This short video montage from the Washington Post will bring you up to date on the singers who have run afoul of the law in this fashion.
This story fits in with a number of other reports out of Europe that we’ve been debating here and it serves as a good reminder of some of the fundamental differences between life in the United States and what’s seen in more “socialist leaning democracies” on the other side of the pond. Just recently we talked about socialism in Norway, so beloved by some liberal columnists. They wear the trappings of democracy and capitalism as long as it suits them, but those are not rights as we know them. They are gifts from the government which can be taken away at any time.
Spain is a different breed, of course, but many of the same lessons still apply. Things have absolutely gotten better since the demise of Francisco Franco and much was made of that nation’s impressive “transition to democracy.” But under the hood, there’s plenty of the old monarchy and even the Second Spanish Republic collecting dust in their laws. The parliamentary government they have now calls most of the shots, but the monarchy is still in the background. The fact that there are not only rules on the books forbidding speech deemed insulting to the monarch but people willing to enforce those rules in 2018, is all you really need to know about Spanish democracy. It’s far more window dressing than substance and their views on fundamental human rights are markedly different than what you’ll find in America.

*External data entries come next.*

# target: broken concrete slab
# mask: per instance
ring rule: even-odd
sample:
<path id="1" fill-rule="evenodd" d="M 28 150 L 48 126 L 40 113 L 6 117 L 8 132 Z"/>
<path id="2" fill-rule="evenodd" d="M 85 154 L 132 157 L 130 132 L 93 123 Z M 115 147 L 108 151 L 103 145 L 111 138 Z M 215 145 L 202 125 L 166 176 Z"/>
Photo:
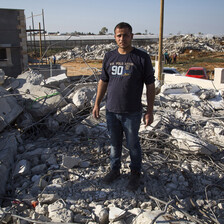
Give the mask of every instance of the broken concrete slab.
<path id="1" fill-rule="evenodd" d="M 59 85 L 64 82 L 68 82 L 68 77 L 66 76 L 65 73 L 57 75 L 57 76 L 49 77 L 49 78 L 43 80 L 40 83 L 40 85 L 41 86 L 47 85 L 47 86 L 59 87 Z"/>
<path id="2" fill-rule="evenodd" d="M 215 145 L 209 144 L 186 131 L 173 129 L 171 131 L 171 135 L 177 141 L 177 145 L 180 150 L 183 149 L 183 153 L 187 152 L 211 155 L 218 150 Z"/>
<path id="3" fill-rule="evenodd" d="M 63 107 L 67 104 L 61 94 L 55 90 L 39 85 L 24 83 L 21 88 L 17 88 L 18 92 L 27 99 L 26 109 L 36 118 L 43 117 L 50 112 L 56 111 L 58 107 Z"/>

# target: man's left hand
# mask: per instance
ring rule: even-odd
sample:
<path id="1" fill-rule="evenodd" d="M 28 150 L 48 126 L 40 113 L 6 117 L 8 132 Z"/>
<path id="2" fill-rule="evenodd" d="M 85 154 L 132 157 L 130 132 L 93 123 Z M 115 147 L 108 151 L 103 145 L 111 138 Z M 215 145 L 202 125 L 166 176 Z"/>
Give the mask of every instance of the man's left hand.
<path id="1" fill-rule="evenodd" d="M 143 121 L 144 121 L 144 124 L 145 124 L 146 127 L 149 126 L 150 124 L 152 124 L 152 122 L 153 122 L 153 113 L 146 112 L 144 114 Z"/>

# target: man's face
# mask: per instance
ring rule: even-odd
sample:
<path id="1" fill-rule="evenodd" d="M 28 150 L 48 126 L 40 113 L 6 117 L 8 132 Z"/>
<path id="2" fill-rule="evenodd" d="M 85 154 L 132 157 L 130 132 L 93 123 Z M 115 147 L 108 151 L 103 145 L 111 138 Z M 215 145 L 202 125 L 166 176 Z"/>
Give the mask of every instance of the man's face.
<path id="1" fill-rule="evenodd" d="M 128 49 L 131 47 L 131 41 L 133 39 L 133 34 L 128 28 L 117 28 L 114 34 L 116 43 L 119 48 Z"/>

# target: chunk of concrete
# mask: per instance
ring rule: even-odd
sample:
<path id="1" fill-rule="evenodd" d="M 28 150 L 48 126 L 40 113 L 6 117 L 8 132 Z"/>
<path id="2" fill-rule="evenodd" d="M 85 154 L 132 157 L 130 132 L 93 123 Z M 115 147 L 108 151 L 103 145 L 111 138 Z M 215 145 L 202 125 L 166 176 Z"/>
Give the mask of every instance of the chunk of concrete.
<path id="1" fill-rule="evenodd" d="M 211 155 L 218 150 L 215 145 L 209 144 L 186 131 L 173 129 L 171 135 L 176 139 L 178 147 L 183 149 L 183 152 Z"/>
<path id="2" fill-rule="evenodd" d="M 147 211 L 145 210 L 144 212 L 142 212 L 140 215 L 138 215 L 136 217 L 136 219 L 133 221 L 133 224 L 149 224 L 153 221 L 153 219 L 159 215 L 160 213 L 162 213 L 163 211 Z M 166 221 L 166 219 L 164 218 L 164 216 L 159 216 L 158 219 L 156 219 L 155 223 L 164 223 L 164 224 L 169 224 L 169 221 Z"/>
<path id="3" fill-rule="evenodd" d="M 36 118 L 43 117 L 67 104 L 55 89 L 24 83 L 17 90 L 20 94 L 23 94 L 23 98 L 30 100 L 26 105 L 26 109 Z M 27 94 L 24 95 L 24 93 Z"/>
<path id="4" fill-rule="evenodd" d="M 41 85 L 50 85 L 50 86 L 59 86 L 60 83 L 63 83 L 68 80 L 68 77 L 66 76 L 65 73 L 57 75 L 57 76 L 52 76 L 47 78 L 46 80 L 41 82 Z"/>
<path id="5" fill-rule="evenodd" d="M 62 165 L 67 167 L 68 169 L 71 169 L 75 166 L 78 166 L 80 162 L 81 162 L 81 159 L 75 156 L 64 156 Z"/>
<path id="6" fill-rule="evenodd" d="M 13 122 L 23 111 L 16 99 L 0 86 L 0 131 Z"/>
<path id="7" fill-rule="evenodd" d="M 93 86 L 80 88 L 75 92 L 72 101 L 78 108 L 82 109 L 85 106 L 90 105 L 90 101 L 95 95 L 95 92 L 96 88 Z"/>

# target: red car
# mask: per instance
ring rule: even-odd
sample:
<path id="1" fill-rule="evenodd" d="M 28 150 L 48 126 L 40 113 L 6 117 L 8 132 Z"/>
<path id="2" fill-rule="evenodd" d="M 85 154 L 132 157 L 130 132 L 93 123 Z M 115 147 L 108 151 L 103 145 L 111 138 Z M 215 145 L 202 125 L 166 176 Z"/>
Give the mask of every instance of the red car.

Should other countries be protesting the imprisonment of these musicians? Probably so, but only on an informal, diplomatic level. Spain remains a sovereign nation and a very old one at that. They have their own issues to settle, including how harshly they will come down on the Catalonians if they continue to press for more independence. When all is said and done, it’s only the people of Spain who can decide how they wish to be ruled and how much freedom they deserve. As Mencken once said, in the end, we all get the government we deserve.